Army officials say that they have been unable to defer as many enlistments as in the past because 4,500 more recruits were needed at midyear to help meet a temporary increase of 30,000 soldiers in the active duty force, which is to grow to 512,000 by 2006. The increases are largely driven by the missions in Iraq and Afghanistan. . . .
In recent weeks, the Army has said it will recruit thousands of sailors and airmen who are otherwise scheduled to leave the Navy and Air Force because of cutbacks. Starting this month, the Army may delay the retirements of soldiers with at least 20 years' experience if they are in jobs that face critical staffing shortages. The Army's top training forces at Fort Polk, La., and Fort Irwin, Calif., are being deployed for the first time, to Iraq, raising concerns among some officers that troops will not be given the most strenuous preparation possible before they leave the United States. . . .
Once soldiers initially enlist, they usually wait one month to one year before they formally enlist and are shipped to basic training. As of June 30, there were 2,260 recruits in the delayed entry program, down from 12,236 recruits a year ago.
By dipping into this personnel bank, some recruiting officials said, the Army is eating its seed corn. "They are stealing from the future to accomplish their current accession mission," said one Army recruiting official, referring to the enlisted recruits sent to basic training. (Eric Schmitt and Thom Shanker, "Army to Call Up Recruits Earlier," New York Times, July 22, 2004)
1 comment:
It's, of course, just another con.
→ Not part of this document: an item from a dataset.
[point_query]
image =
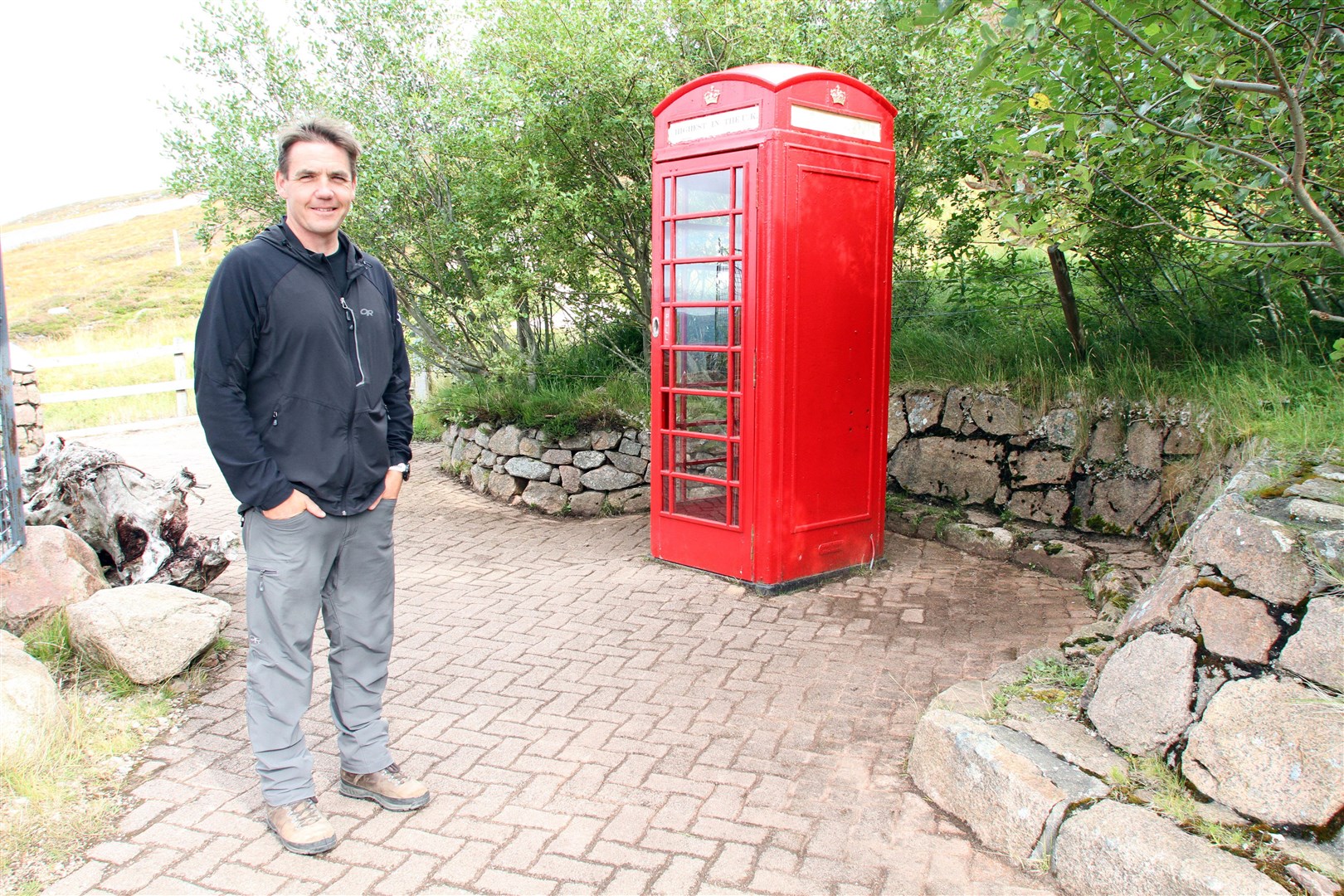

I'm sure many of the people on active duty actually see themselves as stars in JAG (there's a lot of that sort of surgery on display in that show). The actual conditions in the US military health care system are such that it is often difficult to get adequate basic health care. Just look at the problems the many activated reservists and guard have getting cared for--and it's even more difficult for their dependents, who may live far away from any military hospital and who are often told to get in the queue because the priority is personnel on active duty.